What is it, you ask?
Well if you think it's a new building going up, you're wrong - at least partially. It's actually the 'ghost' of a building that once stood there.
Here's the explanation - the structure, which is made of weathered steel angle iron, is part of a couple of new large-scale art projects commissioned by the city for the expansion of the east side streetcar.
Two towering structures are being built at the east side of both the Hawthorne and Morrison Bridges in a combined project called Inversion: Plus Minus. And coming up next year, an artist will be building an art sculpture shelter at Northeast Broadway and Weidler.
The art work is being funded under an ordinance that requires that 2 percent of the cost of publicly-funded capital construction projects be set aside for public art.
Inversion: Plus Minus was designed by two Seattle artists who have strong connections to the Portland area. Annie Han and Daniel Mihalyo of Lead Pencil Studio have taken up residence here in town while they work on completing the project.
Han is a David Douglas High School graduate and both she and Mihalyo are alumni of the University of Oregon's School of Architecture and Allied Arts.
We talked to Han this past week about the Inversion: Plus Minus project and what it means for the east side of town.
"Daniel and I find this area to be really special," she said. "I think every city has kind of an area that gets debased or it gets developed with something else and it goes away."
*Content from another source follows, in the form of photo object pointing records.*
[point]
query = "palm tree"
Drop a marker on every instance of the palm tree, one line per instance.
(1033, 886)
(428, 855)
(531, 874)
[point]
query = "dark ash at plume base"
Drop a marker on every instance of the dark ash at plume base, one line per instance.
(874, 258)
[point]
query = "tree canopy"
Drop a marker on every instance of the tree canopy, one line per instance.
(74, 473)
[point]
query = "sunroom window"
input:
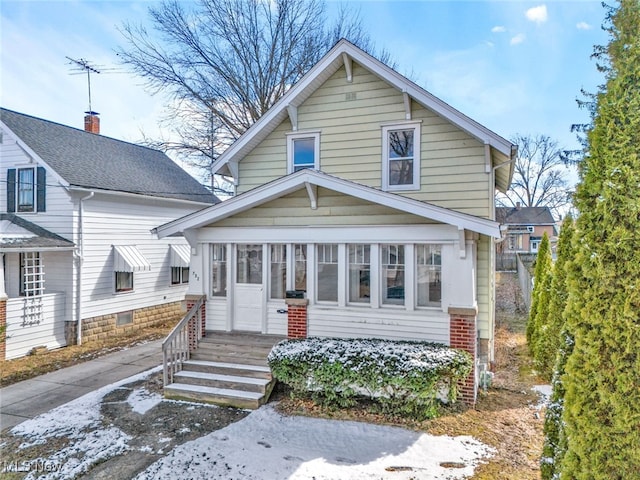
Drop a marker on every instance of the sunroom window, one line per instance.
(401, 157)
(327, 272)
(428, 272)
(392, 270)
(359, 273)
That was the inspiration behind the sculpture, which is meant to represent the 'ghost' of an old foundry, Phoenix Iron Works, that used to be there decades ago. The foundry shut down in 1957 and the property was sold to Multnomah County.
The Hawthorne Bridge structure is a matrix of metal that is meant to almost appear as a solid building. The Morrison Bridge site will be constructed differently to represent the negative space of the old foundry.
"It's not just that we want to bring back the nostalgia of the past," Han said. "But it's the fact that the city is constantly changing and there are some things worth keeping - whether it's only in your memory or physically. And so we feel, in a way, like we are bringing back a part of the honesty of this area - the industrial area."
Han said folks have been stopping by and asking about the structure. And while most of the feedback has been positive, Han does realize there will be critics - and she is fine with that.
"It would be strange to make something and either everybody dislikes it or everybody loves it," she said. "It comes with the territory - especially when you are putting your work in a public space."
Photo by Shannon L. Cheesman, KATU.com Producer/Reporter
Throughout the process, the artists have welcomed feedback from the public.
"I love that opportunity," Han said. "Because usually when you have a show in a gallery or museum, you put up your piece and then you never really have that direct conversation with the people who are looking at it. But when you are working outside, people do stop by and you have a very direct conversation about it."
When it's all said and done, Han hopes people will recognize the structures for what they are and hopefully have conversations about what they represent.
"It will be great if people can notice it and think about it and think about the kind of collective history of this area," she said.
As far as a timeline, the Hawthorne Bridge structure is slated to be finished this weekend. Then, once the weather gets better (around late spring or summer), the artists will begin work at the Morrison Bridge site.
Work will begin on the art shelter project, which is being done by artist Jorge Pardo, late next year.